Features / Five in Bloom

FIVE IN BLOOM: Two Hearts Write as One

by Juhi Singhal Karan

Writing a book together requires trust, honesty, and communication, like any other relationship. This month we bring to you five writing duos who bloomed together on their collaborative journey.

Hadley Irwin

Annabelle Irwin and Lee Hadley, the women behind the pseudonym Hadley Irwin, were pioneers of the Young Adult novels. As described in The 100 Most Popular Young Adult Authors: Biographical Sketches and Bibliographies, they chose to focus on young adults because “[t]heir triumphs, their defeats, their joys, their sorrows, their frustrations, their accomplishments have intrinsic worth and extraordinary meaning, for they mirror the past, the present, and the future of us all.” Their books dealt with “distinctly adult themes” and garnered several accolades including ALA’s Best Young Adult Book Award in 1982 for What About Grandma? As for writing together, the two “genuinely like[d] and respect[ed] each other.” In their own words, “Writing together is a fascinating experience . . . [b]oth of our lives are filled with words . . . [i]n each other we have an instant editor . . . [b]est of all, when one of us would rather do almost anything . . . but confront the blank page . . . the other flicks the whip and the writing goes on.”

Michael Gregorio

Michael Gregorio is the “shared skin” of literary thriller writers Daniela De Gregorio and Michael G. Jacob. Professors in their day jobs, the husband and wife team took to writing together when their individual works did not find any takers. While “it really is impossible to say at the end who wrote exactly what,” their writing responsibilities are clearly delineated: “Daniela is hot on dialogue, plot and intrigue, while [Michael is] more interested in settings, people and places.” In their own words, “We are very different writers, and we approach things differently, which leads to a great deal of lively discussion.” The couple’s efforts to “complement each other’s strengths” seems to be working. As per Kirkus Reviews the couple’s latest release, Cry Wolf, has “some deliciously dry humor and a lively, tough-minded plot.”

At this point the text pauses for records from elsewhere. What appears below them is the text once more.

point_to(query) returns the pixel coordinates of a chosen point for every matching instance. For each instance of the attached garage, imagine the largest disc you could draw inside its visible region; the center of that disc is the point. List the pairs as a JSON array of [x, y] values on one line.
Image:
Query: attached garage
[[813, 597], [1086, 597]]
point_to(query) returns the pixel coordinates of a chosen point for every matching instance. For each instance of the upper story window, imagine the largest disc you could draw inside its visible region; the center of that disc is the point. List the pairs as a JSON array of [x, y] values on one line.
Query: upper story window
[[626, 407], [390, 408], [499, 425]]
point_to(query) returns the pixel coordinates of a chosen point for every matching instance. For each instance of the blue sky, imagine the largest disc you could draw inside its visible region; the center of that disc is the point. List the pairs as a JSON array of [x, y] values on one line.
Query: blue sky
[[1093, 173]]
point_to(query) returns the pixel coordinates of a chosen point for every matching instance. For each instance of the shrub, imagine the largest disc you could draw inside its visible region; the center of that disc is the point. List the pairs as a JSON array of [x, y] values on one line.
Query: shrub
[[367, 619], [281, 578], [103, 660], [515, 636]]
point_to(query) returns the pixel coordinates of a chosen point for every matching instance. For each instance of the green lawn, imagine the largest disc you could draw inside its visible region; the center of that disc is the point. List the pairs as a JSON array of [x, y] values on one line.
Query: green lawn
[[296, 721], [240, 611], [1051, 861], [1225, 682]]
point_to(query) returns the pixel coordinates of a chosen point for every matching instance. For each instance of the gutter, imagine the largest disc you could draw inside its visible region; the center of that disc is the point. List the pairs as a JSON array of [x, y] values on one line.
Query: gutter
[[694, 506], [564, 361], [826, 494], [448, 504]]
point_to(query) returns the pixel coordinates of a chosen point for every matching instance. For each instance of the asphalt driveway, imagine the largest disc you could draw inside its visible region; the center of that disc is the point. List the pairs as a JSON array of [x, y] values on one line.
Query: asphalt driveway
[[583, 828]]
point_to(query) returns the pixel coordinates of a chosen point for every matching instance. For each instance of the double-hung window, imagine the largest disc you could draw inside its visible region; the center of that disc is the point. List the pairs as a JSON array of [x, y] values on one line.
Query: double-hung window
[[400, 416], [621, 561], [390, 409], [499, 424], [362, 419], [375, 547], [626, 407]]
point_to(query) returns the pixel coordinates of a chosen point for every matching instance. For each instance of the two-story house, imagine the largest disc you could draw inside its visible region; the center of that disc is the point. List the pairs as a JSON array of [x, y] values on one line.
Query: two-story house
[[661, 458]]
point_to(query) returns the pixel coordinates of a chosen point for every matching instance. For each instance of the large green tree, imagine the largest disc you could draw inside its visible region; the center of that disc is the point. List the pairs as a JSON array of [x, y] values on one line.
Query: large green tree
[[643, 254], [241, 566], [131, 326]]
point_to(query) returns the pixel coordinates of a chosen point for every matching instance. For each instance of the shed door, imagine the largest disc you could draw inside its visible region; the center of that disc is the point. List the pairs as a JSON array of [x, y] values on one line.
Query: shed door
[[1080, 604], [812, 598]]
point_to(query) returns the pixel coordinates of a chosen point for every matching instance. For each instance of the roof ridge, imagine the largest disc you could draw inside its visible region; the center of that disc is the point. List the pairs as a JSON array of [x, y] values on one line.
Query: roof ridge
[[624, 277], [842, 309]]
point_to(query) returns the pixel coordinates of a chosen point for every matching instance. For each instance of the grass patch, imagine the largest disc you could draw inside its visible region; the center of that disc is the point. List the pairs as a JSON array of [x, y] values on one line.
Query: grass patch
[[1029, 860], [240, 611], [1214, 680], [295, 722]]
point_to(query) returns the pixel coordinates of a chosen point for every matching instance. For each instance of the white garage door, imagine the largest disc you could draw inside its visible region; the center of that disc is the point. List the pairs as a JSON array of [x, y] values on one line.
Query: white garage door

Angela Scipioni and Julie Scipioni

Iris & Lily Angela & Julie Scipioni Five in Bloom Fenraury 2015

It took Angela Scipioni and Julie Scipioni four years of e-mailing back and forth across the Atlantic Ocean before they could publish Iris & Lily at age 55 and 53 respectively. The sisters found that in order to write together “they had to get past all the small talk and really get down to who [they] were as grown-up women.” The story, which is also about two sisters “who have always confided in each other about everything, except what really counts,” has, in the words of Vogue Italy, a “flowing narrative”—which, according to the Huffington Post, “will be talked about for a long time.” In order to bring authorial integrity to the project the authors had to, in their own words, “learn to deal with the overlapping of the fictional relationship of Iris and Lily with our relationship as sisters.

Marina Budhos and Marc Aronson

Marina Budhos and Marc Aronson had both published separately before “they discovered that they each have sugar in their family backgrounds” and decided to write “a journey through time, telling the history of world economies, agriculture, slavery and more through the lens of sugar.” The book landed on several best-of lists and was nominated for 2012 YALSA Award for Excellence in Nonfiction for Young Adults. Like Michael Gregorio, the other husband-and-wife team on this list, Budhos and Aronson “butt[ed] heads a little” but were aware of their respective strengths and weaknesses. In Budhos’s words “I’m the fiction writer in the team, and Marc is the historian, and we realized there’s a way in which the merging of those two sensibilities can form a whole.”

Kathy Hatfield and Julie Mannix von Zerneck

This mother-daughter duo had to go through a heart-wrenching separation in order to come together as writers. Since Kathy was given up for adoption at birth, Julie and Kathy “had entire lives to recount.” Not wishing to meet as strangers they exchanged lengthy letters which “turn[ed] into chapters.” In their own words, “All we were doing was telling each other our stories, in an attempt to show each other who we were and what we’d done in all the years we’d been apart.” The “heartwarming dual autobiography,” in the words of Kirkus Reviews, has “[a] particular strength of the narrative [that] is the two distinct styles of writing; each author states her own point of view simply, without embellishment. The reunion is similarly understated, which makes the meeting even more poignant.”